Verbandsnews

Posterwettbewerb

Der Schweizerische Hebammenverband (SHV) lädt Sie herzlich ein, anlässlich des Schweizerischen Hebammenkongresses vom 24./25. Mai 2023 in Fribourg Ihr Poster zu präsentieren. Sie bereichern unseren Anlass, indem Sie den Kongressteilnehmenden neuste Erkenntnisse und Entwicklungen in der Hebammenpraxis präsentieren.

Die Poster werden in vier Preiskategorien ausgezeichnet:

  • Poster von einer Hebamme mit Masterabschluss (Masterthesis)
  • Poster im Bereich der Hebammenforschung (quantitative und qualitative Studie oder eine Literaturübersicht)
  • Poster im Zusammenhang mit einem Hebammenprojekt mit Evaluation
  • Poster im Zusammenhang mit einem interprofessionellen Projekt zu den Themen Frauen-, Neugeborenen- und Kleinkindergesundheit (Voraussetzung: Mindestens eine Autorin / ein Autor muss Hebamme sein)

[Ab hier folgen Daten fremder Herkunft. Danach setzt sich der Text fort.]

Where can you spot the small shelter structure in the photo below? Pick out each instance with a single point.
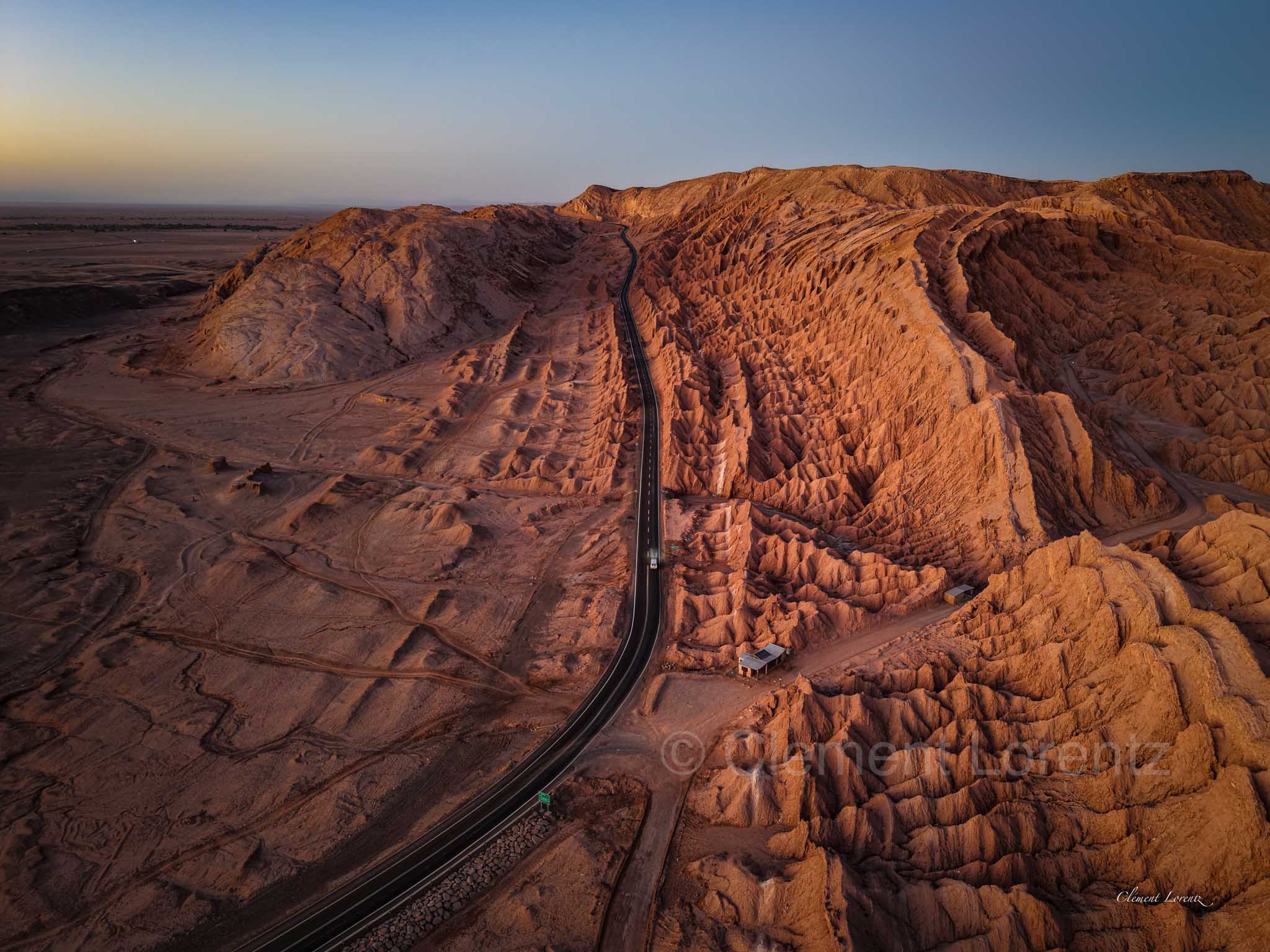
(751, 663)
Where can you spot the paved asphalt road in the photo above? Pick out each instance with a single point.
(357, 907)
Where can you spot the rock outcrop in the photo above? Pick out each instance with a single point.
(933, 364)
(1078, 735)
(367, 289)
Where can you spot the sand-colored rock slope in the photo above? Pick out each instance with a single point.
(747, 575)
(262, 631)
(1086, 729)
(367, 289)
(933, 363)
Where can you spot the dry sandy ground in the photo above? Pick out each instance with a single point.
(219, 676)
(121, 247)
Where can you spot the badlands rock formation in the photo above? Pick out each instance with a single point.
(1081, 731)
(747, 575)
(936, 366)
(367, 289)
(213, 692)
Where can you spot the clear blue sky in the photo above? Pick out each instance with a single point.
(337, 103)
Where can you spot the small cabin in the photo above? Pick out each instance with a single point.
(751, 663)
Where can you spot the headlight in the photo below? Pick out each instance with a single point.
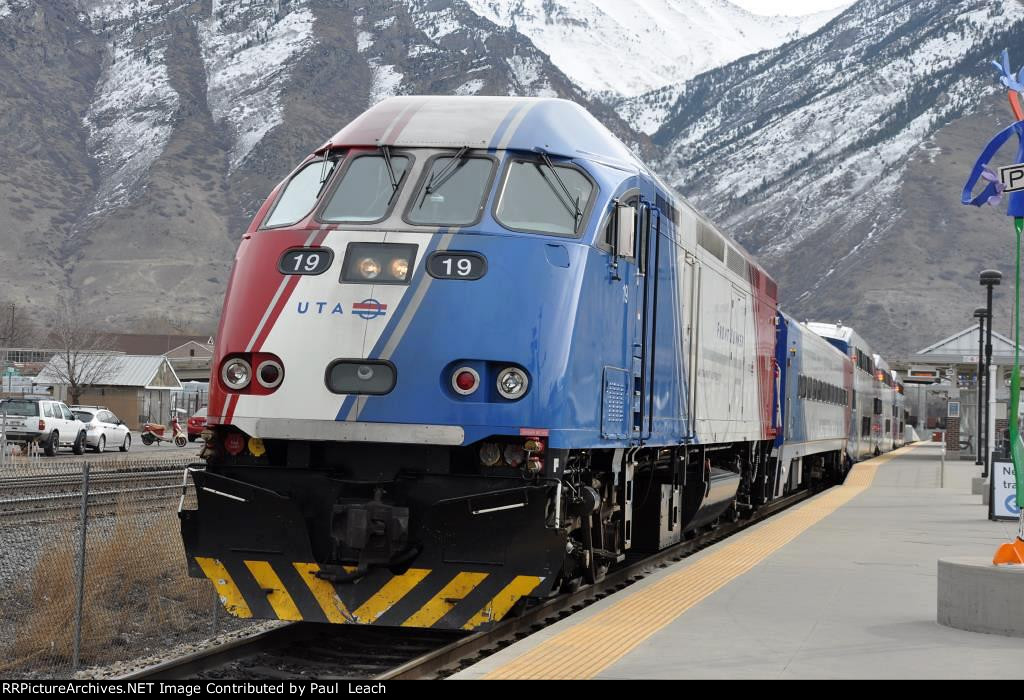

Die Preise für das beste Poster in den Kategorien «Hebammenforschung» und «Hebammenprojekt mit Evaluation» im Wert von je CHF 1500.– werden von unserem Partner SWICA gestiftet. Pro Kategorie werden Preise für die ersten zwei Plätze vergeben (1.1000.- und 2. 500.-).

Der Preis für das beste interprofessionelle Projekt (ehemals «Prix Isabelle Sauvin») wird vom SHV gespendet und beträgt ebenfalls CHF 1000.–. In der Kategorie «Masterthesis» werden Preise für die ersten drei Plätze vergeben (1. CHF 1500.–, 2. CHF 1000.–, 3. CHF 500.–). Die Preise der Kategorie „Masterthesis“ werden von der Firma HIPP Babynahrung gesponsert.  

Eine aus Hebammen zusammengesetzte und für die Kategorie «Interprofessionelle Projekte» interdisziplinäre Fachjury beurteilt die Arbeiten.

Die Preisverleihung erfolgt während des Hebammenkongresses in Anwesenheit der Hauptautor*in oder einer Co-Autor*in. Die Gewinner*innen werden in der Zeitschrift «Obstetrica» veröffentlicht und die prämierten Poster auf der Website www.hebamme.ch aufgeschaltet.

Kriterien der Jury:

  • Relevanz und Aktualität des Themas (berufliche Fragestellung, Kontext, neueste Erkenntnisse)
  • Relevanz der Ziele
  • Relevanz und Angemessenheit der gewählten Methode (Beschreibung des Vorgehens und der Forschungsinstrumente/Verankerung des Projekts)
  • Relevanz und Strukturierung der Forschungsergebnisse/Projektevaluation (Transparenz, Bezug zur Fragestellung, Grenzen)
  • Qualität der visuellen Darstellung im Standardformat DIN A0 (84 x 119 cm)
  • Empfohlen aber nicht in der Beurteilung: QR Code auf dem Poster mit Verlinkung einer kurze mündliche Präsentation (drei bis fünf Minuten)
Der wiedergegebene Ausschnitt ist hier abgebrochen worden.